I would have said that humans are little more than talking primates, and so
our societies (West and East) are organized according to how primates organize
themselves - e.g. hierarchies. We're more sophisticated than chimpanzees, but
not by much. Once you understand this idea, then all the stupidity humans get
up to is understandable.

------
apocalypstyx
Having been raised in fundamentalist Christianity, Peterson always sets off
preliminary warning bells for me:

The enemy is all around you.

Access to secret "true" knowledge.

The world is corrupt.

A plan that if you follow correctly will lead to good things.

An enemy that alternates between specific and generalistic states.

Everything has to be framed through a set of ideological points at all times,
which are reiterated in the otherwise minorist points of life.

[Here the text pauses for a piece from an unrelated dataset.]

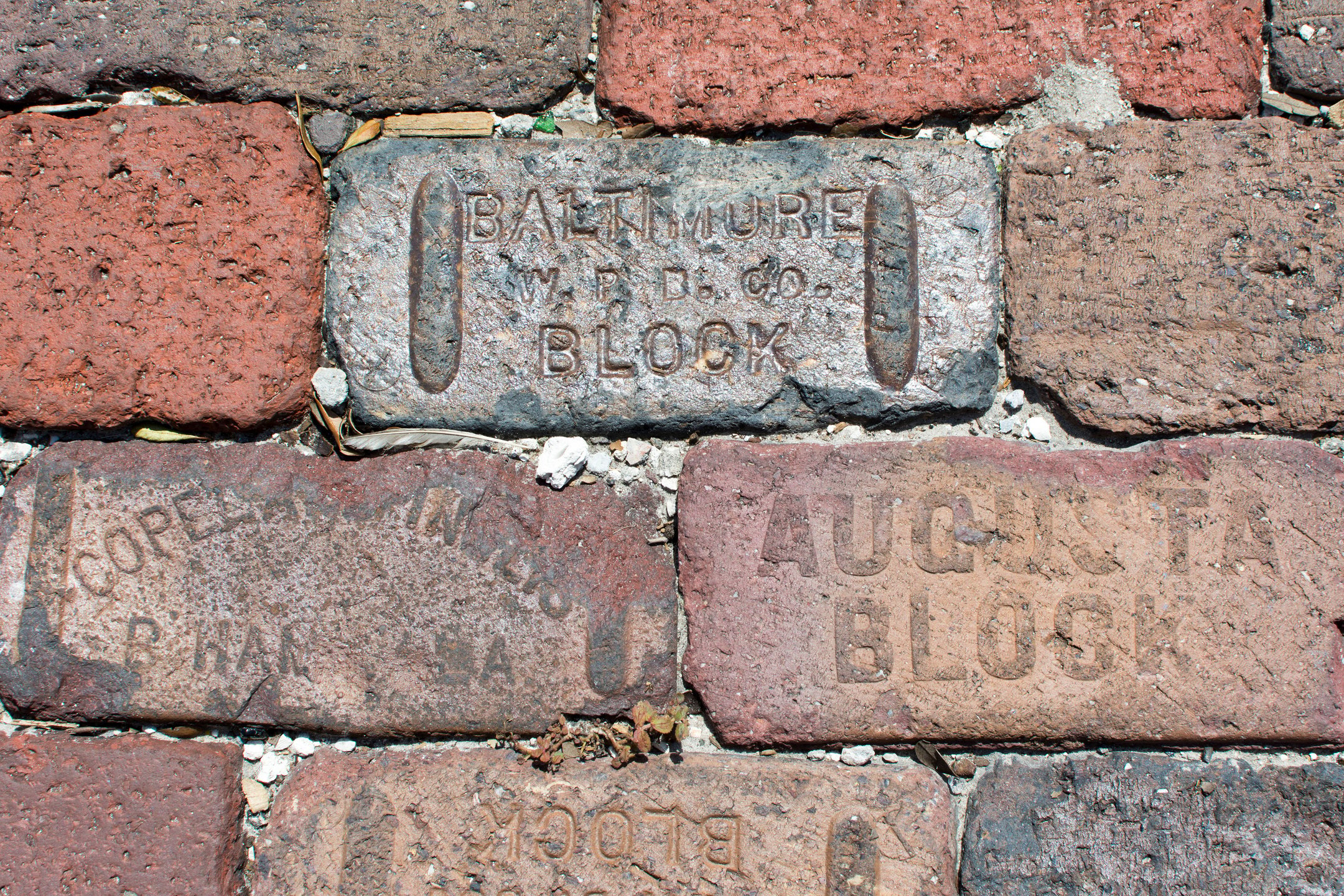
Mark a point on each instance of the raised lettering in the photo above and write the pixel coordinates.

That is not to say that he definitively is something of that kith or kin to
that, necessarily. Just that I see several public figures these days that come
out of one branch of science, platforming their knowledge of one field to the
world of knowledge at large, and espousing thinking --- right down to
phraseology, at times --- I have heard too often from sources these same
individuals would claim to violently disagree with. Taking on Peterson's own
postulations related to the co-evolution of the biological and memetic aspects
of humanity (which in general I would agree with): I think the push to a what
would otherwise be called a 'religious sensibility' can be --- and often is
--- clothed in scientific language.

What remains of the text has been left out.